The German Supply Chain Act became law on January 1, 2023. It obliges companies to not only adapt their own business activities to ecological and social standards but to also comply with these standards along their supply chains. In addition to binding laws, there sometimes appears to be an intrinsic motivation to conduct business in a fair, sustainable, and responsible manner. In brand management, the purpose of a brand has become a central issue in recent years. Obviously, it is no longer enough to strive solely for profit. But it is much less obvious how such a purpose beyond profit can be conceptualized and empirically assessed. NIM has done pioneering work to solve this conceptual problem.

Key Findings

  • Purpose remains an important topic in brand management, but its conceptual and empirical treatment has so far been unsatisfactory.

  • Financial success, customer benefits, and third-party effects are the fundamental dimensions of brand purpose.

  • Financial success is perceived as the most important purpose dimension, while third-party effects are perceived as least important.

  • Brands that consumers perceive as focusing more on the impact their business activities have on third parties perform better.

Three Dimensions of Brand Purpose

NIM researchers have identified three dimensions in which brand purpose can be classified. A brand’s purpose can be conceptualized in terms of the importance assigned to each purpose dimension.

  • The first dimension concerns the financial success of the organization, essentially covering the traditional shareholder value approach.
  • The second dimension involves the customers as another group of stakeholders and focuses on the benefits a brand provides for them.
  • The activities of a brand not only have an impact on the organization and its customers but also on third parties. These externalities can be both negative (for example, environmental pollution) and positive (for example, providing services to the community) and represent the third dimension of brand purpose.

In the second step, the research group developed a questionnaire to empirically assess brand purpose. The questionnaire contained a selection of goals (each corresponding to a purpose dimension) for which the test subjects (n = 1,531) were asked to indicate how important they deemed these goals for a given brand. From the subjective impressions, the perceived purpose of more than one hundred brands was determined. The results confirmed that the newly developed measurement instrument has excellent psychometric properties and is therefore well suited for measuring perceived brand purpose.

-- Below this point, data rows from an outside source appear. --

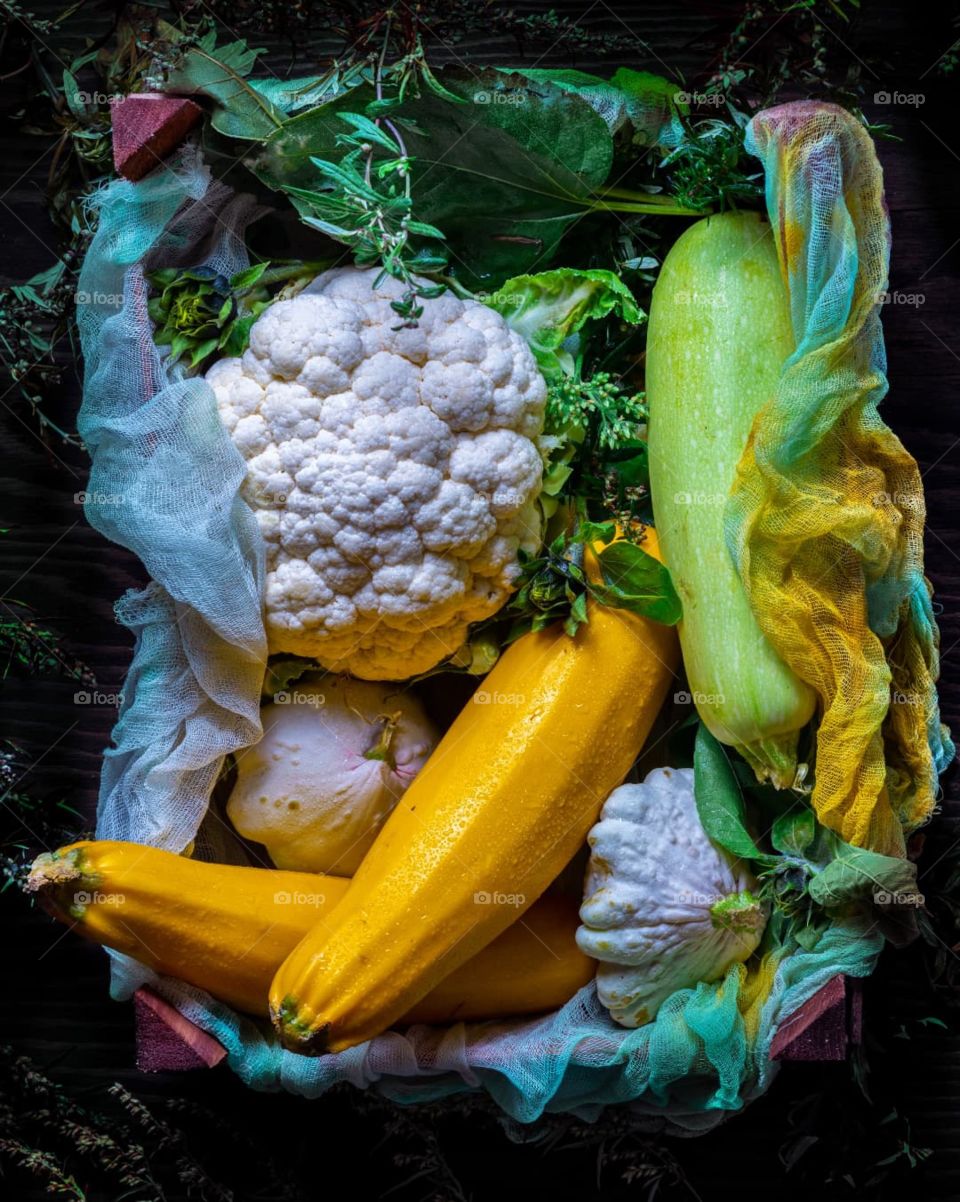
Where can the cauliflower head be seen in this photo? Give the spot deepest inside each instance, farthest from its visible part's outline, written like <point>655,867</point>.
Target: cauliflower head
<point>393,471</point>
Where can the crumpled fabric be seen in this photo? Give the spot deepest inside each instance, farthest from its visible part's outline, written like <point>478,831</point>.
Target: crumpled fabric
<point>165,481</point>
<point>705,1054</point>
<point>827,513</point>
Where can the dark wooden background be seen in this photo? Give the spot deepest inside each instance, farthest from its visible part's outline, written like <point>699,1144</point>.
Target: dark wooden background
<point>55,1005</point>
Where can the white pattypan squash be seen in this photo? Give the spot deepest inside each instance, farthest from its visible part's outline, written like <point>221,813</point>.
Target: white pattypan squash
<point>663,908</point>
<point>335,756</point>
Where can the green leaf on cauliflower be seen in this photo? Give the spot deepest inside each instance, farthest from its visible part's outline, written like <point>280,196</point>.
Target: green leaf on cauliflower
<point>793,832</point>
<point>549,308</point>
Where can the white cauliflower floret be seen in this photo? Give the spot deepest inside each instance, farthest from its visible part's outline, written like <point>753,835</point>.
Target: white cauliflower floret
<point>393,471</point>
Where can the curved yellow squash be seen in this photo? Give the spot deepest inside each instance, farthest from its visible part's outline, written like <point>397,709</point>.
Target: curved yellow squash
<point>502,804</point>
<point>227,929</point>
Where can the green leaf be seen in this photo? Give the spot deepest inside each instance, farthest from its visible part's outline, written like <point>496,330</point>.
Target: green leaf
<point>369,131</point>
<point>794,831</point>
<point>436,87</point>
<point>546,309</point>
<point>237,338</point>
<point>638,99</point>
<point>347,178</point>
<point>856,874</point>
<point>72,95</point>
<point>200,352</point>
<point>248,277</point>
<point>502,173</point>
<point>239,111</point>
<point>382,106</point>
<point>424,230</point>
<point>720,803</point>
<point>637,582</point>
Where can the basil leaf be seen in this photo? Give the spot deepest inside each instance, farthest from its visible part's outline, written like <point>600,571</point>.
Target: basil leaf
<point>794,831</point>
<point>720,803</point>
<point>857,873</point>
<point>637,582</point>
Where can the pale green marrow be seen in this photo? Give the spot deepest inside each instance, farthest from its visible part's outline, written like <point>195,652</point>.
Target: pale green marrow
<point>717,337</point>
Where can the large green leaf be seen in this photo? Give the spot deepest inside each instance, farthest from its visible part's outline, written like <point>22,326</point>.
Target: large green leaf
<point>504,174</point>
<point>720,803</point>
<point>219,72</point>
<point>637,582</point>
<point>549,307</point>
<point>856,874</point>
<point>644,101</point>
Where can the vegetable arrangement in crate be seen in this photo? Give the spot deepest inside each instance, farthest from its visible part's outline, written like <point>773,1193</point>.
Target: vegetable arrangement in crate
<point>488,551</point>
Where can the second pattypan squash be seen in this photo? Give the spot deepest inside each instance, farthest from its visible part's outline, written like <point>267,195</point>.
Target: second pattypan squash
<point>663,908</point>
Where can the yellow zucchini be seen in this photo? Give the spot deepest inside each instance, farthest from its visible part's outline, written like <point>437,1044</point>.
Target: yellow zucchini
<point>719,334</point>
<point>227,929</point>
<point>501,805</point>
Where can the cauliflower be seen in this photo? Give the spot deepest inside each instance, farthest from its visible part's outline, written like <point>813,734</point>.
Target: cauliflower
<point>393,471</point>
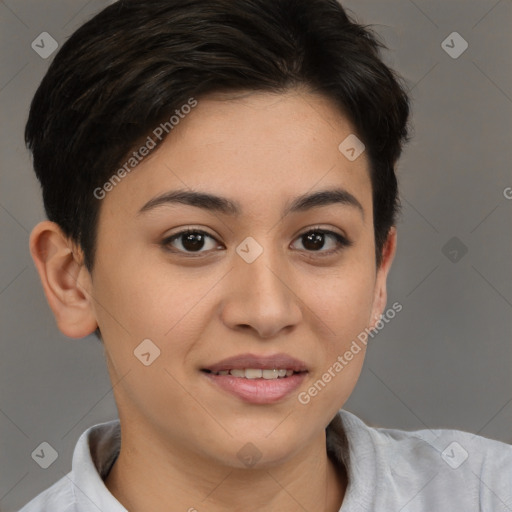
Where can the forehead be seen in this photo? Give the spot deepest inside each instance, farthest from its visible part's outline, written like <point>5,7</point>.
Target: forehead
<point>253,148</point>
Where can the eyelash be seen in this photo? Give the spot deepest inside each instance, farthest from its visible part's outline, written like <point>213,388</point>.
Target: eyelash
<point>340,239</point>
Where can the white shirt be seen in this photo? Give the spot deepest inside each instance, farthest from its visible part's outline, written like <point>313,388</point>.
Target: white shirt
<point>389,470</point>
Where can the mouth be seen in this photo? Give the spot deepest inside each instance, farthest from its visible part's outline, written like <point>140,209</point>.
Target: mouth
<point>257,379</point>
<point>256,373</point>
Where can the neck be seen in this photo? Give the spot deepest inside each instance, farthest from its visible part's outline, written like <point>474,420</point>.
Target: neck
<point>146,476</point>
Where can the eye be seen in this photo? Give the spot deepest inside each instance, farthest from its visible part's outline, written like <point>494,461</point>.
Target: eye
<point>190,240</point>
<point>315,239</point>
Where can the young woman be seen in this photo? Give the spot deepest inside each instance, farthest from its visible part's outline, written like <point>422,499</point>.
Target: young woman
<point>220,187</point>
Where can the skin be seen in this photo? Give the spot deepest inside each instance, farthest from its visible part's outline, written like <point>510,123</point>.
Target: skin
<point>181,434</point>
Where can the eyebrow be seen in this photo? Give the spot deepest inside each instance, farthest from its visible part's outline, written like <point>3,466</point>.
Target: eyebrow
<point>226,206</point>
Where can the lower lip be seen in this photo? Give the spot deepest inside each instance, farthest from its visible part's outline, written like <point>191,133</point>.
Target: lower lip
<point>258,391</point>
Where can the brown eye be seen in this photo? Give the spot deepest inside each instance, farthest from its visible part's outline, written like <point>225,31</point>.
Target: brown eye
<point>316,240</point>
<point>191,241</point>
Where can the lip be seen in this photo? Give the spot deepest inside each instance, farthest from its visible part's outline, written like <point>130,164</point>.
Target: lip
<point>258,391</point>
<point>281,360</point>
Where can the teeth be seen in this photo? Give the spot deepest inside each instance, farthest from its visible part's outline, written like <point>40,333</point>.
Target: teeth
<point>256,373</point>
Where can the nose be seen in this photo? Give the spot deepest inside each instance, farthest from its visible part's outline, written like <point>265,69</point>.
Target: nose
<point>260,296</point>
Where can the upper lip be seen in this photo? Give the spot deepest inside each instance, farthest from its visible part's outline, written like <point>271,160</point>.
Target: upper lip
<point>270,362</point>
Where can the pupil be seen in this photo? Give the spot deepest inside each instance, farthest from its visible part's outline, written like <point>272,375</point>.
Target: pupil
<point>193,241</point>
<point>312,239</point>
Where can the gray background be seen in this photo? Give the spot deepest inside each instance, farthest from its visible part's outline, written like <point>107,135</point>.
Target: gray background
<point>444,361</point>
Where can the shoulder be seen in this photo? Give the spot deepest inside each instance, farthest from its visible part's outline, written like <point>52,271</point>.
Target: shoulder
<point>437,466</point>
<point>57,498</point>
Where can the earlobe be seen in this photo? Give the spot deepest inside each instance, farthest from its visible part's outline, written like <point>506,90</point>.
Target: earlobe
<point>66,281</point>
<point>380,296</point>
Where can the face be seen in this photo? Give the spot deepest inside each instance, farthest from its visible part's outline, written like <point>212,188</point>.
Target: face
<point>270,281</point>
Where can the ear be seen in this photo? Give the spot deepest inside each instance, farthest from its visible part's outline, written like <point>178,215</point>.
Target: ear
<point>380,297</point>
<point>66,282</point>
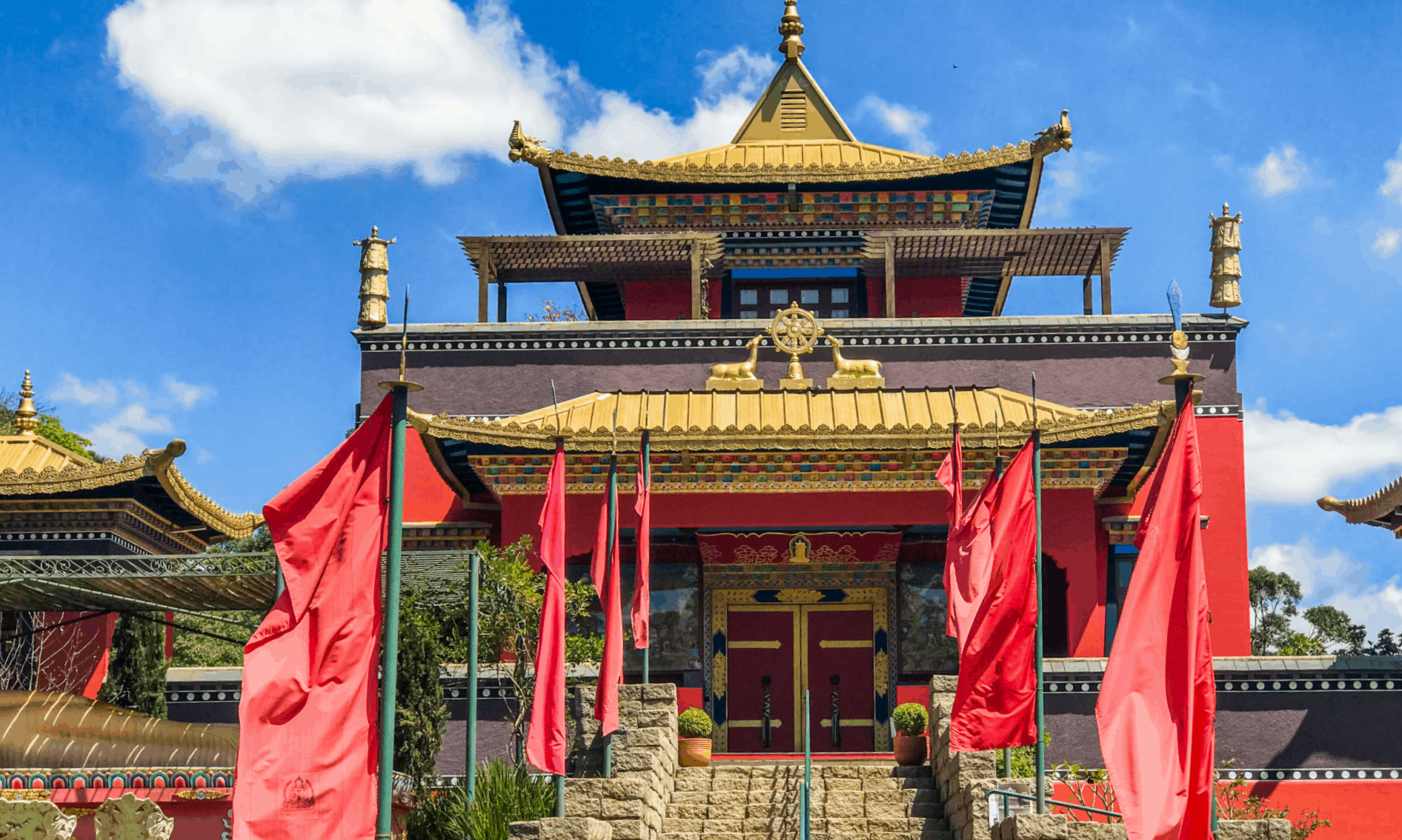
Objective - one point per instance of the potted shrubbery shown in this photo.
(694, 738)
(911, 720)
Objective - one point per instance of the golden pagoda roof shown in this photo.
(1380, 508)
(811, 421)
(792, 133)
(33, 466)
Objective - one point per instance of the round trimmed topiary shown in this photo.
(694, 722)
(910, 719)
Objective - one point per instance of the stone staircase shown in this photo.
(762, 802)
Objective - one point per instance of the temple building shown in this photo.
(798, 319)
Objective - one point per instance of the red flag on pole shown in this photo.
(308, 747)
(969, 561)
(1158, 700)
(642, 568)
(951, 477)
(996, 700)
(603, 570)
(547, 739)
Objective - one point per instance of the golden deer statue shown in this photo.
(850, 367)
(740, 369)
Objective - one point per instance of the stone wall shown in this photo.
(633, 802)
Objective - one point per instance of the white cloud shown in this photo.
(1069, 180)
(185, 393)
(100, 393)
(1280, 173)
(121, 433)
(1337, 579)
(1275, 473)
(630, 130)
(1392, 185)
(1387, 241)
(903, 122)
(257, 93)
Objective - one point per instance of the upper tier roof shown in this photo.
(792, 135)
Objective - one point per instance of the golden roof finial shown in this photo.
(26, 414)
(375, 279)
(791, 27)
(1226, 260)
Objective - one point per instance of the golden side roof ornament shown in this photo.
(26, 416)
(1226, 260)
(791, 27)
(1053, 138)
(375, 279)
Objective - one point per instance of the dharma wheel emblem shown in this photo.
(794, 331)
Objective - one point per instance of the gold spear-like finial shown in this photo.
(375, 279)
(791, 27)
(26, 416)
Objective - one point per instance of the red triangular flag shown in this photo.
(547, 738)
(1158, 700)
(951, 477)
(603, 570)
(309, 733)
(642, 568)
(996, 700)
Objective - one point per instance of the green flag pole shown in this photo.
(474, 561)
(390, 667)
(1037, 565)
(645, 480)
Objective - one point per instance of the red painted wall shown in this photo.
(928, 298)
(658, 301)
(1224, 541)
(1069, 536)
(427, 497)
(1356, 810)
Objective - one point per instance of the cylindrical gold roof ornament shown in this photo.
(375, 279)
(26, 417)
(1226, 260)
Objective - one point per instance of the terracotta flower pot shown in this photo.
(694, 752)
(911, 750)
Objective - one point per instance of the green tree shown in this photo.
(136, 675)
(419, 711)
(1275, 599)
(511, 598)
(1334, 630)
(1386, 645)
(194, 650)
(50, 427)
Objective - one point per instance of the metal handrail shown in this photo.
(1031, 799)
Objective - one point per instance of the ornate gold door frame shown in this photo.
(721, 604)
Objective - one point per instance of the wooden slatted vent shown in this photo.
(792, 111)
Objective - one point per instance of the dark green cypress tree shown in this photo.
(136, 672)
(421, 713)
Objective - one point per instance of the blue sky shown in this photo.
(184, 180)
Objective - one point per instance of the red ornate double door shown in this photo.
(777, 651)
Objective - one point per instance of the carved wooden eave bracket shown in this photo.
(159, 463)
(787, 438)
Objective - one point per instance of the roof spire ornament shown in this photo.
(26, 416)
(791, 27)
(375, 279)
(1226, 260)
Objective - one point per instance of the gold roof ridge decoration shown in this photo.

A Clear Hierarchy of Dimensions

The studies showed that consumers see a clear hierarchy between the purpose dimensions. Financial success was seen as the most important dimension for almost all the brands studied, followed by customer benefits. Third-party effects was perceived as the least important purpose dimension. Moreover, brands perceived as more profit-oriented were perceived as less concerned with third-party effects. At the same time, brands that focus on the benefits for their customers tend to be perceived as also caring about the welfare of third parties.

Is Doing Good Also Good for Business?

With the systematic classification of brands in terms of their purpose, it is now possible to answer the initial question of whether doing good – in the sense of taking into account third-party effects – is also good for business. Therefore, the net promoter score (NPS), which is considered a key indicator for brand performance, was assessed for one hundred brands as well as their perceived purpose. The result: Brands that consumers perceive as focusing more on the impact their business activities have on third parties tend to have a higher NPS. This tentatively suggests that it economically pays off to design business models that are socially and ecologically sustainable.

The newly developed measure for brand purpose can certainly be used in further scientific investigations of the antecedents and consequences of brand purpose. It could also be useful in practice, for example, when evaluating the effectiveness of various branding strategies or for analyzing brand positioning in a competitive environment. NIM plans to supplement the explicit measure developed here, with implicit procedures for measuring the perceived brand purpose, and to further validate it using additional indicators of brand performance.